Mais dans mon esprit, il y a pire. Du fait de la grand inertie thermique de l’océan nous laisserions aux générations futures, une véritable bombe à retardement liée à l’élévation inéluctable du niveau de la mer dont une partie est liée à la dilatation des océans qui résulte de leur réchauffement progressif. Si cette contribution est de 50 cm à la fin du siècle, elle se poursuivrait à ce rythme ou presque pendant plusieurs siècles même en cas de stabilisation de l’effet de serre. Et puis, le Groenland est une calotte relativement fragile à des latitudes où le réchauffement devrait être amplifié. Sa fonte partielle pourrait contribuer pour un à deux mètres supplémentaires d’ici le milieu du millénaire. Si bien qu’à cette échéance, les océans pourraient, de par notre comportement au cours du XXIème siècle, aller inexorablement vers des niveaux de 4 à 5 mètres plus élevés qu’actuellement. En fait c’est notre comportement au cours des prochaines décennies, disons jusqu’au milieu du siècle car pour stabiliser il faudra ensuite que les émissions diminuent, qui décidera largement du niveau de la mer dans quelques siècles. C’est un argument très fort en faveur d’une maîtrise des émissions des gaz à effet de serre qui dans un contexte de développement durable soit la plus rapide possible et donc de la mise en oeuvre du protocole de Kyoto.

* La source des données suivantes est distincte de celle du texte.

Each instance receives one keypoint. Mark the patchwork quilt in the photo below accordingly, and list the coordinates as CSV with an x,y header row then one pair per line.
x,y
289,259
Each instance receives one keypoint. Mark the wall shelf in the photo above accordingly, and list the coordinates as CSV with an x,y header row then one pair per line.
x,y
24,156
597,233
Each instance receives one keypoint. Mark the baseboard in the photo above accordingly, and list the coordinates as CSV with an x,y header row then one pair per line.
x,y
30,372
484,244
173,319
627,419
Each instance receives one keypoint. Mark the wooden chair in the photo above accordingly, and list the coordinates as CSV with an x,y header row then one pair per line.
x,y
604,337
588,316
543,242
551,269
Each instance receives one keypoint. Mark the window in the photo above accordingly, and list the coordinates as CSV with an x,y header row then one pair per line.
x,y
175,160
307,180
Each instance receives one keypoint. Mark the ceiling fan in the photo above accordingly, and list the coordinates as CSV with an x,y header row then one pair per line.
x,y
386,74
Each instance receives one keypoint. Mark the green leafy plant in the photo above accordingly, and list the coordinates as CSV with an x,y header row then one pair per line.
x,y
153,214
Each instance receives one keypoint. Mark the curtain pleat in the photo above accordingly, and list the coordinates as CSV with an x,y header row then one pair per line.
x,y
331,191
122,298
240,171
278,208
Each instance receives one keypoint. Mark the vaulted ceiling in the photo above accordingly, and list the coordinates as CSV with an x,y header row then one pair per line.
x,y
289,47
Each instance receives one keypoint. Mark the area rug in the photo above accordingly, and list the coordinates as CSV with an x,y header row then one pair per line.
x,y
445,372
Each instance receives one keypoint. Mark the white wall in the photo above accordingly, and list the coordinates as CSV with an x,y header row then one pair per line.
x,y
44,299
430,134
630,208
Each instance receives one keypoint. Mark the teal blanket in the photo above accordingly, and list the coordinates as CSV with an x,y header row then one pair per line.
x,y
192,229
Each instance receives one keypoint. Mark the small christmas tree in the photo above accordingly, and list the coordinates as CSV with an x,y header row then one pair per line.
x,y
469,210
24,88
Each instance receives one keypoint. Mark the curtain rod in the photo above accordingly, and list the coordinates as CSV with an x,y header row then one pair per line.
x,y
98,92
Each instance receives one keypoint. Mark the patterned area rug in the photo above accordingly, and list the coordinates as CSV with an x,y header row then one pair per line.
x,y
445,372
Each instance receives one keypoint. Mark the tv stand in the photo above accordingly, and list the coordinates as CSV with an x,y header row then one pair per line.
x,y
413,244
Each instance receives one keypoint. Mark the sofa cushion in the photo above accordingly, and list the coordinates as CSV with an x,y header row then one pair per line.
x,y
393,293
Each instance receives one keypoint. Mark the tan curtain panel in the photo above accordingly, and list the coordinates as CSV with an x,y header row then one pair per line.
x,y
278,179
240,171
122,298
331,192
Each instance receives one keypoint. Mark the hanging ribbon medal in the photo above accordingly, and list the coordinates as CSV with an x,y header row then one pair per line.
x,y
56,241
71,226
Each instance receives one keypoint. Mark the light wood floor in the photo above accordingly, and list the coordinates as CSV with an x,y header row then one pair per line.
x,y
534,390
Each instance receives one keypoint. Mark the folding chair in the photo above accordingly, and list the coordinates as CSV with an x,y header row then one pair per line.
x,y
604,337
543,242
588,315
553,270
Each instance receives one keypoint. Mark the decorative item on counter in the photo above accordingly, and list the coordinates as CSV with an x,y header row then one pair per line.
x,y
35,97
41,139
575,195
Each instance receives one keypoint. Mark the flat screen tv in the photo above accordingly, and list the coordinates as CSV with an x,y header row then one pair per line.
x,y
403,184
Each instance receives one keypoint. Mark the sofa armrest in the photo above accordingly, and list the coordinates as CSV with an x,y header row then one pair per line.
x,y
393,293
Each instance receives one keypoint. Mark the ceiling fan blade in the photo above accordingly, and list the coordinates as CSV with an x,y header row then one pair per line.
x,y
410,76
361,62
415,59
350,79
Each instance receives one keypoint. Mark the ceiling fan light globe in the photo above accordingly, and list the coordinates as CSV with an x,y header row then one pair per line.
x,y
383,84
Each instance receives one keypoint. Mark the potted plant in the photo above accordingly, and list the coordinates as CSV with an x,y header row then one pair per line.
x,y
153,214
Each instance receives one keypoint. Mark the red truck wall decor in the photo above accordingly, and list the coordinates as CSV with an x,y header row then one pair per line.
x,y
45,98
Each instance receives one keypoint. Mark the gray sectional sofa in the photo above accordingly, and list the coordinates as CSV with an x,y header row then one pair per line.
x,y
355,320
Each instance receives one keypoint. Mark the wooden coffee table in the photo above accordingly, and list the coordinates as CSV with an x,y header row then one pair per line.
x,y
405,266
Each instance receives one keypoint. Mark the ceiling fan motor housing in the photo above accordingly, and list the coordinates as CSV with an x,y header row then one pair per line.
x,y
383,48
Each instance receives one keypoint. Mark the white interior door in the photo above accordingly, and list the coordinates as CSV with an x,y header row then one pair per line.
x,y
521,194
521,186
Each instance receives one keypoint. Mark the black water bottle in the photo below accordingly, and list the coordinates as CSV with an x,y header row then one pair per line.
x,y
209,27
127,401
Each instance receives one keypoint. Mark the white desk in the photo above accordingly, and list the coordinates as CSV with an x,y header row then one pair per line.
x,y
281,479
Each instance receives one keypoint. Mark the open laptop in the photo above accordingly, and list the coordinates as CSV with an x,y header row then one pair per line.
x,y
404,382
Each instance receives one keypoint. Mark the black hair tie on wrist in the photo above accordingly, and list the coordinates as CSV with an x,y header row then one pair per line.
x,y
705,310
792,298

Il y a maintenant 35 ans, je commençais une thèse sur l’étude de la formation de la grêle. L’espoir était alors que des méthodes de prévention de ce fléau naturel puissent être rapidement développées ; il n’en a rien été. Cet exemple pourrait nous faire réfléchir. Même si je crois au progrès, je réfute l’idée qu’en matière de climat il puisse seul apporter la solution aux dégâts du progrès. Les manipulations climatiques que certains évoquent déjà, comme le contrôle de la quantité d’énergie que nous envoie le soleil à l’aide de miroirs, d’aérosols envoyés dans l’atmosphère ou à travers une modification des propriétés des nuages, font tout simplement froid dans le dos. Pour les climatologues tout plaide pour que le protocole de Kyoto soit mis en œuvre, et il me semble que beaucoup d’économistes partagent cette opinion.

Directeur de Recherches au CEA, Jean Jouzel dirige l’Institut Pierre Simon Laplace (IPSL). Il est membre du bureau du GIEC et vice-président de son groupe scientifique. Auteur avec Anne Debroise de « Le climat : jeu dangereux » paru chez Dunod.